In the midst of this process, I was approached by two fellow Naval Academy graduates who proposed a different path: one that would place me into a customer-facing sales role in the technology industry. The proposition was one that was different and attractive, but not for the initial reasons they assumed. They thought breaking into the tech industry in itself was the biggest attraction, and while that did eventually become highly attractive, I was more interested in the other half of the proposition: a customer-facing sales role. Through my prior research on different sales positions, I had learned that seeking out a customer-facing sales role with no tangible sales experience is extremely difficult (and for good reason!). Very rarely (if ever) will a company hire a candidate into a customer-facing (or “outside”) sales role without prior experience. A common offer for someone who clearly has the aptitude for sales but no prior sales experience is the suggestion that, “We see your aptitude and think you could be a good fit, but need to expose you to sales and our company before putting you in front of new customers. We want you to start in an inside sales role with a clear path to outside sales in a year or two.” Unfortunately, this path is not guaranteed and is often more difficult to follow than the initial offer might suggest.

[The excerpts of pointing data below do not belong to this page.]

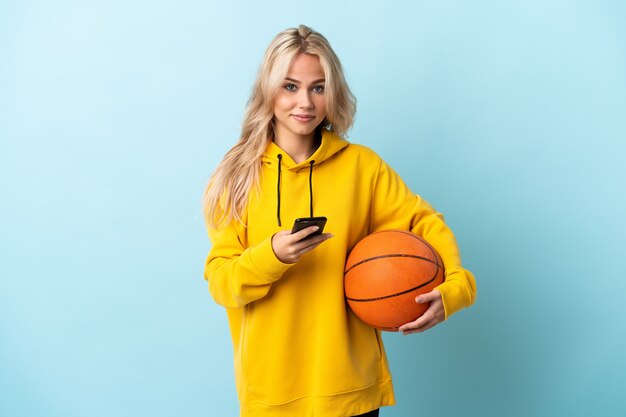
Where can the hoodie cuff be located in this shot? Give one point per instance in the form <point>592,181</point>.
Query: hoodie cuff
<point>264,260</point>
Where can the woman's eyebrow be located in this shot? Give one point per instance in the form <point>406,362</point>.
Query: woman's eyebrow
<point>321,80</point>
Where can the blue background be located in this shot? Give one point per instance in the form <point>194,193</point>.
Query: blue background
<point>508,116</point>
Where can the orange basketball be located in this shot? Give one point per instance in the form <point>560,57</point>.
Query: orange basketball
<point>385,272</point>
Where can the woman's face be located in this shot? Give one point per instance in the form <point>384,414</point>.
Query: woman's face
<point>300,105</point>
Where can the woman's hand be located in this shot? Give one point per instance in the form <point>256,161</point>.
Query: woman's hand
<point>431,317</point>
<point>289,247</point>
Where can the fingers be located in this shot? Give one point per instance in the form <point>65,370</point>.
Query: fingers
<point>302,234</point>
<point>434,315</point>
<point>312,243</point>
<point>289,247</point>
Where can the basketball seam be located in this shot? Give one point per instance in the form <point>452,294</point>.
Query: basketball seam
<point>391,255</point>
<point>435,255</point>
<point>360,300</point>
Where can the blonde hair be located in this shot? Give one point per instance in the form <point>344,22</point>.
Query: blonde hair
<point>226,195</point>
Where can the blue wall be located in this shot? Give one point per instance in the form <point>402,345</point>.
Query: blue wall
<point>508,116</point>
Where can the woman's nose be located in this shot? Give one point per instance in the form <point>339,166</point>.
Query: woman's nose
<point>304,100</point>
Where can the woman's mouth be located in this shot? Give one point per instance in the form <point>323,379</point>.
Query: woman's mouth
<point>303,118</point>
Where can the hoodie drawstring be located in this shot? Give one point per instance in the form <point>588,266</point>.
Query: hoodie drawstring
<point>280,157</point>
<point>311,187</point>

For those who may still not be clear on the differences between inside and outside sales, I can offer one MAJOR point of emphasis: the difference is monumental in terms of earning potential. Additionally, the tech industry is the most lucrative and also one of the most difficult to break into from a sales perspective. Tech Qualled (TQ) leadership was always clear that their training pipeline would bridge that gap: “We will only sign hiring companies interested in hiring you, after completing our sales training, into customer-facing, outside sales roles because we know you will be ready to succeed in those positions.” At that point, I was sold. I saw the potential and opportunity that existed in the tech industry and wanted to be a part of it.
TQ delivered on their clear objective from the beginning. I was injected into conversations and interviews with hiring companies who never even broached the topic of inside sales, which I found to be a stark difference from the conversations I was having pre-TQ.

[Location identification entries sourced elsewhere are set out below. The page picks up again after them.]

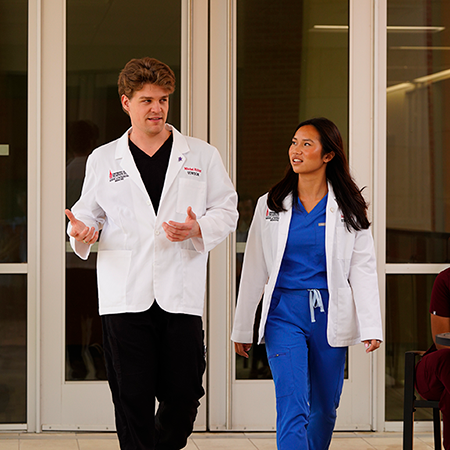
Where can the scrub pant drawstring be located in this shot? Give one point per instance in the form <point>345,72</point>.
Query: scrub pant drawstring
<point>315,301</point>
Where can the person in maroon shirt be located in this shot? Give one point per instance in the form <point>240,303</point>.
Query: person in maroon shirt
<point>433,370</point>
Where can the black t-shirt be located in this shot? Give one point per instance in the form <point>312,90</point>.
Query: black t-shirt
<point>153,168</point>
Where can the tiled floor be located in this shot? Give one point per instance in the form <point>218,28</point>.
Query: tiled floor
<point>207,441</point>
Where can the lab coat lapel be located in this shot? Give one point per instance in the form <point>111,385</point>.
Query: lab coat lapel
<point>330,231</point>
<point>177,159</point>
<point>283,227</point>
<point>127,163</point>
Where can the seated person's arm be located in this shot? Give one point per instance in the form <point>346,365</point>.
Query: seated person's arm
<point>439,325</point>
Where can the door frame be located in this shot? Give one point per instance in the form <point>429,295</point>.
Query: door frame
<point>53,403</point>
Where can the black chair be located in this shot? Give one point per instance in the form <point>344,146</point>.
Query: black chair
<point>410,403</point>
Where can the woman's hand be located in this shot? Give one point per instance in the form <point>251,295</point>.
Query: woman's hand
<point>371,345</point>
<point>242,349</point>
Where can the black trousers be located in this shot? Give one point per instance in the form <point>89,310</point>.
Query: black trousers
<point>154,354</point>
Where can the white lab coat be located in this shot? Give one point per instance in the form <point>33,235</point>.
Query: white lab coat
<point>354,305</point>
<point>136,262</point>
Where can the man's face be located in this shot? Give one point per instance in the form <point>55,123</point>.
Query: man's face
<point>148,109</point>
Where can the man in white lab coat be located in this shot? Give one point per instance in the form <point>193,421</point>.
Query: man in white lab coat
<point>162,201</point>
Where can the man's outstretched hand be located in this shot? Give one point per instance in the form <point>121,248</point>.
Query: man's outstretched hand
<point>80,231</point>
<point>178,232</point>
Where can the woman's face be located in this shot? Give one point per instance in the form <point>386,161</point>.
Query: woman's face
<point>305,152</point>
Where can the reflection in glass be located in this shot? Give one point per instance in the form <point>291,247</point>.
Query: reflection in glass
<point>101,38</point>
<point>418,127</point>
<point>288,71</point>
<point>13,349</point>
<point>13,132</point>
<point>407,328</point>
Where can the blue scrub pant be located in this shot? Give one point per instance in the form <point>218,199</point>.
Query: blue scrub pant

Participating in the first iteration of this unique and revolutionary business model was certainly a risk, but one that in my eyes was absolutely worth taking due to the potential advantages that could exist on the back side. What I experienced was world-class technology and sales training from proven, successful executives (past and present) with a personal and caring touch that both surprised and impressed me. As I progressed through the interview cycle, not only did my interview skills improve dramatically, but I found I was better able to communicate the value proposition I could represent to a company bringing someone like me on board.
In the end, I have decided to accept an offer to work for a company that I would have never been exposed to without the help of TQ, and I couldn’t be happier. I encourage all transitioning veterans to do their best to exhaust every option in searching for that first career move out of the military, and not to undervalue the worth and applicability of the experience they gained through their service to our great country.